It was with great sadness that I heard the news that my friend Ken Minogue died yesterday, age 82, returning from a meeting of the fabled Mont Pelerin Society in Galapagos, Ecuador. The Conservative History Journal carries this report from Ed Feulner, the former head of the Heritage Foundation and a fellow MPS member with Ken:
Last night Ken Minogue and I shared the duties of the chair. I did the thanks, and Ken the introduction of Allan Meltzer, who spoke to us via teleconference. Over dinner, Ken was in great humour, telling us about the next book he was working on, etc. Earlier in the week he had given a fine paper, and yesterday afternoon he chaired a session with that fine, delicate and yet steady hand that made him so beloved to all.
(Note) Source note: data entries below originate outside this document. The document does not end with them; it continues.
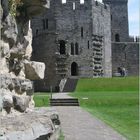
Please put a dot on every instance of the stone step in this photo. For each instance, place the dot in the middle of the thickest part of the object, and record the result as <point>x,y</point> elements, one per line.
<point>64,102</point>
<point>70,85</point>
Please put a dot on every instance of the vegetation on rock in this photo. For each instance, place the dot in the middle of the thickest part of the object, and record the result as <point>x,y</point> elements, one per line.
<point>14,5</point>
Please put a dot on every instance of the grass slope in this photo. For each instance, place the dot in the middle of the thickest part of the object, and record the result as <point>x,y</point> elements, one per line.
<point>41,99</point>
<point>113,100</point>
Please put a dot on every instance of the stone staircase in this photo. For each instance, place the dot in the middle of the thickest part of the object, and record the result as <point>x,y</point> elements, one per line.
<point>64,102</point>
<point>70,85</point>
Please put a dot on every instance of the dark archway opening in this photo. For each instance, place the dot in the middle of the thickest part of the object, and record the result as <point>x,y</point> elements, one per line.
<point>76,48</point>
<point>62,47</point>
<point>117,38</point>
<point>74,69</point>
<point>72,49</point>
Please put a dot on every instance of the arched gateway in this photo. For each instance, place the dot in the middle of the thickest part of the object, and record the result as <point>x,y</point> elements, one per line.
<point>74,69</point>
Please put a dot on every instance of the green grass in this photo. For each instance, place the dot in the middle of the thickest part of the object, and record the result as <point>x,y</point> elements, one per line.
<point>41,99</point>
<point>61,136</point>
<point>113,100</point>
<point>108,84</point>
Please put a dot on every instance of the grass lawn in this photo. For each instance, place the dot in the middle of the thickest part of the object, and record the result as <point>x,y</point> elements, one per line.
<point>113,100</point>
<point>41,99</point>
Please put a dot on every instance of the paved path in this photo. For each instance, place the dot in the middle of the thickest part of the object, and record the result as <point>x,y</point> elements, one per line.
<point>78,124</point>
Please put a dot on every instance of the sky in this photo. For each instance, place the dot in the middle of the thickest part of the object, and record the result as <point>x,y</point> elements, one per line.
<point>133,16</point>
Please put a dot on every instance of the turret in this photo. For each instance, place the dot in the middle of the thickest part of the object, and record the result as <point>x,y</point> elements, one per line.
<point>119,19</point>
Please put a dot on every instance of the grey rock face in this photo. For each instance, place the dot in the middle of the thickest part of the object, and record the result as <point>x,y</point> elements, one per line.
<point>34,70</point>
<point>21,103</point>
<point>31,125</point>
<point>7,102</point>
<point>16,47</point>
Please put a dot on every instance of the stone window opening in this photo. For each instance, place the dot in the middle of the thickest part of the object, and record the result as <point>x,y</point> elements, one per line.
<point>72,49</point>
<point>64,1</point>
<point>76,48</point>
<point>73,5</point>
<point>117,38</point>
<point>82,32</point>
<point>82,1</point>
<point>96,2</point>
<point>36,31</point>
<point>62,44</point>
<point>88,44</point>
<point>74,69</point>
<point>45,23</point>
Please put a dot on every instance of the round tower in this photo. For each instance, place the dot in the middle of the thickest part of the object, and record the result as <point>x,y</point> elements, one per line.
<point>119,20</point>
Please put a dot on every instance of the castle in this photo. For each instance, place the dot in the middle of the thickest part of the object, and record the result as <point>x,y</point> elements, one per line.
<point>83,39</point>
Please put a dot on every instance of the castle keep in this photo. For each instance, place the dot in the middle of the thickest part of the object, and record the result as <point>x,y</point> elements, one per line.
<point>74,39</point>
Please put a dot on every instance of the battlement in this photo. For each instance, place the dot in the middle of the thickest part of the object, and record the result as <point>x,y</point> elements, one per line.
<point>101,5</point>
<point>134,39</point>
<point>78,4</point>
<point>115,1</point>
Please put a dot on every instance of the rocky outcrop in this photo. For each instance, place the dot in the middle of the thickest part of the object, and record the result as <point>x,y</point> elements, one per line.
<point>16,69</point>
<point>38,124</point>
<point>19,120</point>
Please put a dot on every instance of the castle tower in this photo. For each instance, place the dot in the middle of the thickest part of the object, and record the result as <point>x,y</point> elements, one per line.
<point>119,20</point>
This morning 8 of us were on a bus tour looking at iguanas, sea lions, birds, etc, and enjoying ourselves immensely. Then we went back to the town of San Cristobal, had sandwiches and an hour later left for the airport. Westholms, Lals, Feulners, Fr. Sirico and Ken Minogue.
After our lunch, we went to the Galapagos airport, where the group was split between two flights to Guayaquil, an easy hour-long flight back to the mainland (on an Airbus, not a small plane.) Ken and many of the others were on the other flight.
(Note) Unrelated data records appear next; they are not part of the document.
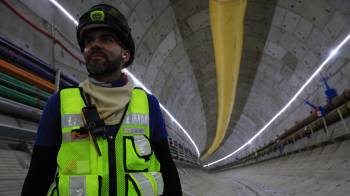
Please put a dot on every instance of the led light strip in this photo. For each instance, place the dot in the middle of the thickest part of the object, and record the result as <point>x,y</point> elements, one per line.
<point>137,82</point>
<point>331,55</point>
<point>65,12</point>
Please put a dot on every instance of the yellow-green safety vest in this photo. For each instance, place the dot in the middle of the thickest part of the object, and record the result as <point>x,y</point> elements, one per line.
<point>127,165</point>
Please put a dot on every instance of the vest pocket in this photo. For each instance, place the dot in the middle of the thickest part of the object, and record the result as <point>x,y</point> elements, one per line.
<point>137,151</point>
<point>147,183</point>
<point>79,185</point>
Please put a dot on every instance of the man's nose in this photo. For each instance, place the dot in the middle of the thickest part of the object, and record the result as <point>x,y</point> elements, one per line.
<point>96,44</point>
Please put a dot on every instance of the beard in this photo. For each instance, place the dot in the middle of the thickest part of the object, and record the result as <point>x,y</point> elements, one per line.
<point>96,68</point>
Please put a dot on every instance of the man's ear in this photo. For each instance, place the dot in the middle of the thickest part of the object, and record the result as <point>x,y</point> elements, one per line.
<point>125,56</point>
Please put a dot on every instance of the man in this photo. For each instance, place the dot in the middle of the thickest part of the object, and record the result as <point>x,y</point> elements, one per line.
<point>104,138</point>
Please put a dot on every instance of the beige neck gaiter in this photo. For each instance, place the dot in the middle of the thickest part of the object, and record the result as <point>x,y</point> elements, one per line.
<point>109,101</point>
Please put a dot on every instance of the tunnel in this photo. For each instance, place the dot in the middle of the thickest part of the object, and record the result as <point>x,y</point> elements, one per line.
<point>255,94</point>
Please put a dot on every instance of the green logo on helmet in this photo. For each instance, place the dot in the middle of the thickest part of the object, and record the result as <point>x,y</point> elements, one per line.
<point>97,16</point>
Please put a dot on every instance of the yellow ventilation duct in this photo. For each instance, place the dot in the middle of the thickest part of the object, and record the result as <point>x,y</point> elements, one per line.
<point>227,25</point>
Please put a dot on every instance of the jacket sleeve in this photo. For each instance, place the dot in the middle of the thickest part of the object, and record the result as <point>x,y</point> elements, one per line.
<point>41,171</point>
<point>43,163</point>
<point>172,185</point>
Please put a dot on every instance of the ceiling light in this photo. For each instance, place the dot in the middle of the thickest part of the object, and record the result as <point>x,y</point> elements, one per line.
<point>64,11</point>
<point>331,55</point>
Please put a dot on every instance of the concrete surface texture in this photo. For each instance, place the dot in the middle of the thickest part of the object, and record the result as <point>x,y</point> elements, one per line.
<point>284,43</point>
<point>320,172</point>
Our flight landed first at Guayaquil. The other plane ten minutes later. We were collecting our luggage when we heard the horrible news that Ken had been stricken on the plane (a heart attack, we assume). There were four MDs on the plane, including two from the MPS meeting. They tried everything, but to no avail.
Ken was one of the merriest, most gentle, and most philosophically acute people I have ever known. He was also one of the most hospitable. He and his late wife, Beverly Cohen, presided over countless dinner parties at their London house, where the wine and comestibles were as delightful as the conversation was wide-ranging and tonic. (I should also record that Beverly made the best steak and kidney pie I have ever had.)
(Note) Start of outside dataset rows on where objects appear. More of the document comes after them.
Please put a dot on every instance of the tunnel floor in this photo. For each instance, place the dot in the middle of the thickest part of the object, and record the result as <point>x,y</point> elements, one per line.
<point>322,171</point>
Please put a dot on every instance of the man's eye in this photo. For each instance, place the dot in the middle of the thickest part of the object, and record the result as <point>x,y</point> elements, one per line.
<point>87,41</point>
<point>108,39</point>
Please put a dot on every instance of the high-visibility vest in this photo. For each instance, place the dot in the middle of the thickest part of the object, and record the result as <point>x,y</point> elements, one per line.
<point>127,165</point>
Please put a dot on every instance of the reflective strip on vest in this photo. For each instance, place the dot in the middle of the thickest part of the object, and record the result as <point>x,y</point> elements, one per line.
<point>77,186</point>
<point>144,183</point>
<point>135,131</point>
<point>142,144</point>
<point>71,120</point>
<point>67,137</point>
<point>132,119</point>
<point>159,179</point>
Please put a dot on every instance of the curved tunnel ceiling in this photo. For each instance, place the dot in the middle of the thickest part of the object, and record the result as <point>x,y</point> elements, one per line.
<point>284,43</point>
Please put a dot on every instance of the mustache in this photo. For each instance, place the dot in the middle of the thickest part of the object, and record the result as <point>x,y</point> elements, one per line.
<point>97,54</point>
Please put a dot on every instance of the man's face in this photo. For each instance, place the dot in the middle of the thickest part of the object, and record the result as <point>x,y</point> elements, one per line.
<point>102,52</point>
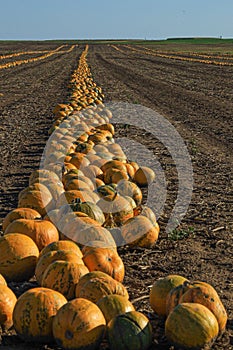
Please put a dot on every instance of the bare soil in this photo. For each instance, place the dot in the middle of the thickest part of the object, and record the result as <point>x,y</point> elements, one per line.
<point>198,100</point>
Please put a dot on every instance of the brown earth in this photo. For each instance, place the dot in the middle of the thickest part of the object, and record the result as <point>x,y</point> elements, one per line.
<point>198,100</point>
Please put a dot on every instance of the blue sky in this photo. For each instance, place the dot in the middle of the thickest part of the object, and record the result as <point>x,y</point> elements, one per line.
<point>93,19</point>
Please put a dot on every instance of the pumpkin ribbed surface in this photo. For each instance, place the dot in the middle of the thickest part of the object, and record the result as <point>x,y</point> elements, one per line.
<point>95,285</point>
<point>20,213</point>
<point>18,257</point>
<point>42,232</point>
<point>62,245</point>
<point>63,276</point>
<point>46,259</point>
<point>2,280</point>
<point>203,293</point>
<point>160,291</point>
<point>34,312</point>
<point>139,231</point>
<point>104,259</point>
<point>7,304</point>
<point>79,325</point>
<point>131,331</point>
<point>191,326</point>
<point>113,305</point>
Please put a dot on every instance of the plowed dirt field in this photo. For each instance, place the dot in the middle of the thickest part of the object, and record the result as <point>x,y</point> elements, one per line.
<point>197,99</point>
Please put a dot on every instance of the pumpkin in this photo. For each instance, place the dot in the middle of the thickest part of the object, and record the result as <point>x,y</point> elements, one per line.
<point>7,304</point>
<point>42,232</point>
<point>79,160</point>
<point>113,305</point>
<point>95,285</point>
<point>108,127</point>
<point>68,196</point>
<point>79,183</point>
<point>130,189</point>
<point>203,293</point>
<point>104,259</point>
<point>92,171</point>
<point>83,147</point>
<point>53,216</point>
<point>191,326</point>
<point>63,276</point>
<point>148,213</point>
<point>131,330</point>
<point>18,257</point>
<point>113,175</point>
<point>175,294</point>
<point>34,312</point>
<point>107,192</point>
<point>159,292</point>
<point>144,176</point>
<point>19,213</point>
<point>79,324</point>
<point>117,211</point>
<point>70,174</point>
<point>2,281</point>
<point>113,164</point>
<point>62,245</point>
<point>139,231</point>
<point>54,187</point>
<point>42,173</point>
<point>35,187</point>
<point>84,230</point>
<point>89,208</point>
<point>35,199</point>
<point>46,259</point>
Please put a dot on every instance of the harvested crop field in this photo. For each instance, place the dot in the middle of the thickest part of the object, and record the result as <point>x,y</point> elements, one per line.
<point>196,98</point>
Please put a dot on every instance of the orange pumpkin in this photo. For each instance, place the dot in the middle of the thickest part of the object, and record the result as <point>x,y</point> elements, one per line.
<point>104,259</point>
<point>7,304</point>
<point>18,257</point>
<point>139,231</point>
<point>2,281</point>
<point>95,285</point>
<point>34,313</point>
<point>42,173</point>
<point>20,213</point>
<point>84,230</point>
<point>175,294</point>
<point>130,189</point>
<point>113,164</point>
<point>79,325</point>
<point>46,259</point>
<point>42,232</point>
<point>117,211</point>
<point>68,196</point>
<point>62,245</point>
<point>79,160</point>
<point>203,293</point>
<point>63,276</point>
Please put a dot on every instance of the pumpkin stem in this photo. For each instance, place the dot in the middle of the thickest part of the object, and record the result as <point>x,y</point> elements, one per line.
<point>109,222</point>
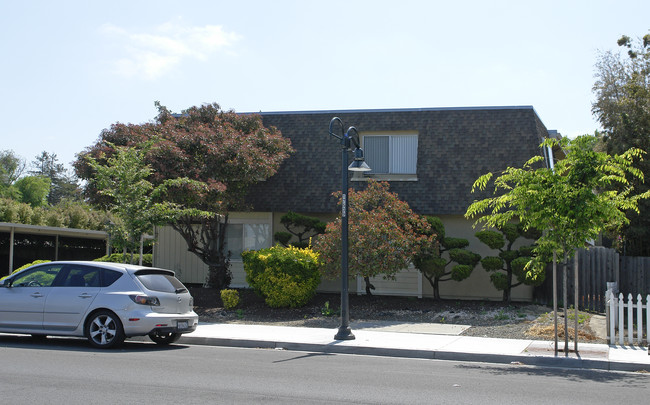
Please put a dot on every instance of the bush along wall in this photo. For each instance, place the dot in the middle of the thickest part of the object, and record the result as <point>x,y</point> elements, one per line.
<point>283,276</point>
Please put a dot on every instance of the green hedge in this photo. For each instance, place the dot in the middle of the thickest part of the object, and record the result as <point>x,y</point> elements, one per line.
<point>147,259</point>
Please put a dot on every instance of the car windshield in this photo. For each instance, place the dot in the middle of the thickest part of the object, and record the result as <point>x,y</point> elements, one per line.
<point>162,282</point>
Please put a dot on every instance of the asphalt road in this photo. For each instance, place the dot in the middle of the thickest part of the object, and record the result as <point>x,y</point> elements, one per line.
<point>68,371</point>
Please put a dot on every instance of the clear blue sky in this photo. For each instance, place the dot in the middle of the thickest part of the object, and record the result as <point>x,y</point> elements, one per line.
<point>72,68</point>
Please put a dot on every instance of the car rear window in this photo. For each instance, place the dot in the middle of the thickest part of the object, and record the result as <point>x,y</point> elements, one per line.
<point>162,282</point>
<point>109,277</point>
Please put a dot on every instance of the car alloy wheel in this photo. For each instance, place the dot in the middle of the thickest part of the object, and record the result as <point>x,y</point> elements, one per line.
<point>104,330</point>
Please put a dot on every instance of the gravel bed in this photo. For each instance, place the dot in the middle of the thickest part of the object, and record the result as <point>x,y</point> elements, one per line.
<point>491,319</point>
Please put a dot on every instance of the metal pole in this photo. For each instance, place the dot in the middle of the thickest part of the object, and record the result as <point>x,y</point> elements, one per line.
<point>555,300</point>
<point>11,249</point>
<point>565,280</point>
<point>344,332</point>
<point>575,299</point>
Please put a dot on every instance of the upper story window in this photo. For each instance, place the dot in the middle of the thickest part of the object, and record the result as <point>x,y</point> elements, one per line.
<point>391,154</point>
Ken’s jovial temperament — it was rare indeed to find him without a smile on his lips and a twinkle in his eyes — was disarming. A student of the philosopher Michael Oakeshott, and for many years a beneficent presence at the London School of Economics, Ken was deeply respected by a profession he regarded with, shall we say, a certain ironical distance. Nevertheless, despite the high regard he commanded, it was my impression that many people tended to underestimate Ken. His coruscating intelligence was too obvious to overlook, so people took refuge in the idea that his character lacked steel. Ken was clearly a conservative, but could anyone possessing his calm demeanor and emollient personality really be counted a staunch conservative? If a body wasn’t that, how could he be a reliable ally?